The existence of family medicine practice in our country can be used as a great advantage in this respect. From birth to death, it will be very easy for a family physician to monitor and record at least one ECG record for participation in sports to a person with records. In addition, 12-lead ECG is not widely used and interpretable in our country. It is considered that it would be beneficial to take measures to eliminate the lack of education in this regard.

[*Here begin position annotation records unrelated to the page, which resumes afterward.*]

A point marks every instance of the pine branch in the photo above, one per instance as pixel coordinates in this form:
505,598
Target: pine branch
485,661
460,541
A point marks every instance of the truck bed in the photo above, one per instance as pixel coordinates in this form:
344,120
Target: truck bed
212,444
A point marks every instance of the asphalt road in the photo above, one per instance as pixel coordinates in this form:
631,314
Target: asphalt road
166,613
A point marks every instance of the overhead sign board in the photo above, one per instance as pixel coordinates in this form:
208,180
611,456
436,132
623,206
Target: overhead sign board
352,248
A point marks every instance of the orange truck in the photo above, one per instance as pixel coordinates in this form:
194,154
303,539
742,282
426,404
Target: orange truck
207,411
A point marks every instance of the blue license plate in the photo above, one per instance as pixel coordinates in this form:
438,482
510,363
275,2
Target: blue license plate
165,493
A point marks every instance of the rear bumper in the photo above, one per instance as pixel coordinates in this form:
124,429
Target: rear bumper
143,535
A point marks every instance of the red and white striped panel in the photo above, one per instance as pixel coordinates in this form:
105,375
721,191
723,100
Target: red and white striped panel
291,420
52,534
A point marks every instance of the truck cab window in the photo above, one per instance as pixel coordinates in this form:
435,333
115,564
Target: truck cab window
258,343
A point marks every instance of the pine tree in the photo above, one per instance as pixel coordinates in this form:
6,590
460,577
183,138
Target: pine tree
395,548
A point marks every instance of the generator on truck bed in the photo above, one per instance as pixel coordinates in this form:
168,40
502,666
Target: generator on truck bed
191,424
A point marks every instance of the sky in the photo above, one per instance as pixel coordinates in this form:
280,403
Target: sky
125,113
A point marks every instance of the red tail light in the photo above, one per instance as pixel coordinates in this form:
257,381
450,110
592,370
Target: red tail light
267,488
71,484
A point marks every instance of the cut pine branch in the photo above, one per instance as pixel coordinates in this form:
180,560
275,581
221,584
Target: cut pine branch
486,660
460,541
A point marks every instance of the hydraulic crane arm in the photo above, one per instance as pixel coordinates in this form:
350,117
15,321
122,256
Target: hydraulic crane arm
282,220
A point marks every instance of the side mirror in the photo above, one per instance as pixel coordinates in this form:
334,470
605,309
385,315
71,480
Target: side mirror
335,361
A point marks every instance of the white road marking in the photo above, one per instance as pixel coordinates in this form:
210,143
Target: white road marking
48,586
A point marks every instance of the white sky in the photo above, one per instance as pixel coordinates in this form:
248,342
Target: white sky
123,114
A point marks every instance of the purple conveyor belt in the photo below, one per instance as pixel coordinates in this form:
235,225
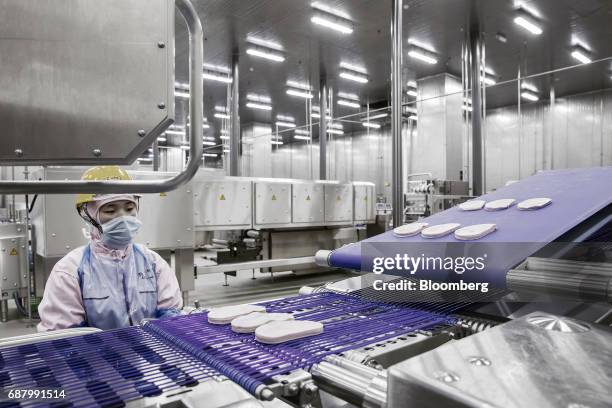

It will be necessary to interpret this research with some limitations. First, the age range of athletes is distributed over a wide range. The possibility of such a wide range of influences should be kept in mind. On the other hand, muscle building protein contents, anabolic steroids that athletes may use are not considered. In addition, the lack of examination and laboratory data of athletes before starting sports can be considered a limitation.

5. CONCLUSİON

The presence of conditions that may pose a risk to the health of athletes in people who are engaged in active sports suggests that some findings have been missed in the examinations for entry to sports. This research shows that health screening is important for the health of the athlete, although a health report is obtained to start sports in the current practice, some pathologies can be omitted, on the other hand, only anamnesis and physical examination may not be sufficient to determine the health problems and basic laboratory tests should be performed. Based on this research, a national guide for sports entry examinations and screening of athletes should be developed with larger sample and multi-center studies.